Spanking small children: I have heard that infants need you to gently tap the back of their hand with one finger while firmly saying 'no' and gently pulling their hand away from dangerous or 'no no' objects. This is supposed to be to help them learn the meaning of 'no' long before they understand a verbal explanation of it, but the way this was explained to me it is not supposed to include either slapping or hitting on the bottom (i.e. spanking). I am surprised to hear some mention of spanking infants and hope that people are just using different words to mean the same thing I have described.

So, I am not totally against spanking and feel that I do not suffer ill effects from having been spanked, but to be honest other methods work better for my son.
By Beryl367  Sep 30, 2009
21
Ok, so what do you suggest? Time out? That doesn't work. I had to beg DHS to take my child because I was at the end of my rope. I wasn't working so there was no Carebridge at the time. My daughter ended up being sent to a group home and, only after the state was satisfied that she had issues, sent to an outpatient psychiatric school where she learned to cope with her illness (she was never medicated, thank GOD, but there is some strain of illness running through my family) and she was then put in an emotional support class in public school.

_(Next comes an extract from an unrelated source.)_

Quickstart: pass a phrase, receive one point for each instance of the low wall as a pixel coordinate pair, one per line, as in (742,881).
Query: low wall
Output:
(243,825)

I don't even know if these classes still exist in the public school system. Thankfully, my daughter is grown now and she has children of her own and I have input into their upbringing. They don't get spanked as much, but they do get spanked in extreme situations. Mostly, we just have to give them a disappointing look for them to get in line.
By cyndilu  Sep 30, 2009
20
Oh, and by the way, if you can correct me for being wrong with my view, then I am more than happy to listen to a voice of reason, however as it stands, for now at least, I AM THAT VOICE, lol!!!
By BeatinBP  Sep 30, 2009
19
Nobody is/was born with horns in head, pitch fork in hand, NOBODY!!! ALL behaviour is learned, and taught by whomever. Children are the most impressionable, trusting, innocent, and even gullible of all human beings.

They copy what they believe to be acceptable behaviour patterns, regardless of whether right or wrong. To physically assault them for merely playing out what they have learned is a crime against them in more ways than one. You do not have to be a Rhode Scholar to work this out, but then again.